She was a fine and handsome girl—not handsomer than some others, possibly—but her mobile peony mouth and large innocent eyes added eloquence to colour and shape. She wore a red ribbon in her hair, and was the only one of the white company who could boast of such a pronounced adornment.
Narrator - Tess of the d’Urbervilles
Author Thomas Hardy was born June 2, 1840 in a small hamlet called Higher Bockhampton, which is located in the southwestern English county of Dorset. His childhood was filled with a wealth of the deep influences of culture and locale.
From their two-story brick and thatch cottage, Thomas Hardy naturally absorbed a love for literature from his mother, who although she had only served as a maidservant and cook, loved to read Latin poets and translated French romances. Hardy had a deep love of poetry and even as a renowned author of novels, primarily thought of himself as a poet.

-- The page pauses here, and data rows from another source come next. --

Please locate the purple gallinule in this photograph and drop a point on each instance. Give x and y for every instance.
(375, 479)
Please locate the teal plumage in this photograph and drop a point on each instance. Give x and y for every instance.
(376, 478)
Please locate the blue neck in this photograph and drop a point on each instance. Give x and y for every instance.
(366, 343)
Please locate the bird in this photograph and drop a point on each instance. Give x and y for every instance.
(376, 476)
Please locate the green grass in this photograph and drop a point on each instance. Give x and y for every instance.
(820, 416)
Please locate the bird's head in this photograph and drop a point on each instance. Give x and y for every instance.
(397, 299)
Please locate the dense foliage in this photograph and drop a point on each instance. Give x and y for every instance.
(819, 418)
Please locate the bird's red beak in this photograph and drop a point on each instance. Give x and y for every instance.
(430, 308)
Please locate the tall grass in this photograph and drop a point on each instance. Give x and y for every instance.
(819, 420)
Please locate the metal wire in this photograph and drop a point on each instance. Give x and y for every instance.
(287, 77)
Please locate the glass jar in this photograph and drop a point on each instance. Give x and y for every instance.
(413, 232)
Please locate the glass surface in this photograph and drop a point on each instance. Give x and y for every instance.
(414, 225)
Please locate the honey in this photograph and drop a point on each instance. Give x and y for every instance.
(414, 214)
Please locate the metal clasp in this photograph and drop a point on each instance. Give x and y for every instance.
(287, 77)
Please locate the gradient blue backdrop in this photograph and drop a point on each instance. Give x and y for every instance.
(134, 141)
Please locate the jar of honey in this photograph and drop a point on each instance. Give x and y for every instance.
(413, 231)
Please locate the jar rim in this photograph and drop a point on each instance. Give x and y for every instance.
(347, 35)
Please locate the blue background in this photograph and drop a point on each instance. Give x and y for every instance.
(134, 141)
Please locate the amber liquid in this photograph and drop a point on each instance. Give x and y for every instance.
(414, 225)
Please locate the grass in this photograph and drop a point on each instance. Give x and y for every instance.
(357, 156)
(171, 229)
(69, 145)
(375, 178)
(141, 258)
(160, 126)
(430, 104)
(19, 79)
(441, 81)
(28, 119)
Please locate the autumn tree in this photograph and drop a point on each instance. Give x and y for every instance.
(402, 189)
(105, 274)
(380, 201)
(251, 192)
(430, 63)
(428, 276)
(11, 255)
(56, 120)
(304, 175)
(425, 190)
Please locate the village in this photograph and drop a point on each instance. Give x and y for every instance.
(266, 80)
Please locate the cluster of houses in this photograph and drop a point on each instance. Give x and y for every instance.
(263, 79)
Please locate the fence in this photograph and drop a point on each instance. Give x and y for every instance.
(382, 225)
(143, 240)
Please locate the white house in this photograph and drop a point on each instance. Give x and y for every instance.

Thomas Hardy’s childhood very much revolved around literature, music, the local church and life in a rustic rural setting – all of which translated into the body of work that the author became renowned for and for which he was much loved by his devoted readers. His father, a self-employed master mason and building contractor, had descended from an old Dorset family tracing back to the Isle of Jersey in the1400s and was an avid violin player who passed along his love of music to young Hardy.
Narrator - Tess of the d’Urbervilles
Years ago when I was finally able to put aside the college textbooks and night times taken up with study and homework, I set out on a personal journey to read through the classics… All the ones I felt that I had missed while locked into a “school system plan” that unfortunately was a fairly Austen-free zone. Now that my reading choices were my own I delved into the Brontë sisters, Victor Hugo, Alexandre Dumas, of course – Jane Austen and… Thomas Hardy.
I didn’t lose my heart to Hardy the way I did to John Keats but the writing style of Thomas Hardy totally captured my mind. His word-crafting is sublime and the wise reader will keep a dictionary handy if your love of words is equal to your love of story.
I long to visit England… to one day have the chance to travel through Wessex… to wander the sweet smelling farm where Bathsheba Everdene walked with Gabriel Oak among the pastures and flocks, where Tess Durbeyfield lived her early simple cottage life and the town of Casterbridge, where a mayor’s past catches up with him….
The problem is… there is actually no such place.
A fictitious area that featured as a setting in all of Hardy’s major novels, Wessex was named after the medieval Anglo-Saxon kingdom that historically did exist in southwest England prior to the Norman Conquest and it was the area that Hardy himself called home. Using this imagined world gave Hardy a feeling of freedom that enabled him to translate his social concerns into his fictional works whether it related to class inequality issues, the ruination of many rural communities by new industry and technologies or the troubling gender issues that affected all levels of Hardy’s world.
Narrator - Tess of the d’Urbervilles
Thomas Hardy wrote six novels that were an achievement of great British literature - Far From The Madding Crowd (1874), The Return Of The Native (1878), The Mayor Of Casterbridge (1886), The Woodlanders (1887), Tess Of The d’Urbervilles (1891) and Jude The Obscure (1895).
These Wessex novels are outstanding works that continue to give us a wealth of unforgettable characters - one of which is most definitely Tess Durbeyfield.
Parson Tringham - Tess of the d’Urbervilles
The next read for The Jane Austen Tea Society in our current reading plan is Tess of the d’Urbervilles - the twelfth published novel by Hardy. It was originally released in the illustrated British newspaper The Graphic July through December of 1891 but in a censored version. A three volume edition then released later that year with the subtitle A Pure Woman Faithfully Presented. It was a controversial novel for late Victorian Britain with a lower rural class focus and interwoven treatments of religion and sexuality. But its vivid depiction of a woman’s struggle within the limits of society and her little sphere are deep and emotionally memorable.
Tess Durbeyfield at this time of her life was a mere vessel of emotion untinctured by experience.
Narrator - Tess of the d’Urbervilles
There is much to discuss in our current read, Tess of the d’Urbervilles — it’s a good one! We will meet to discuss this much-loved work on January 25, 2025 over an early Spring Book Lunch.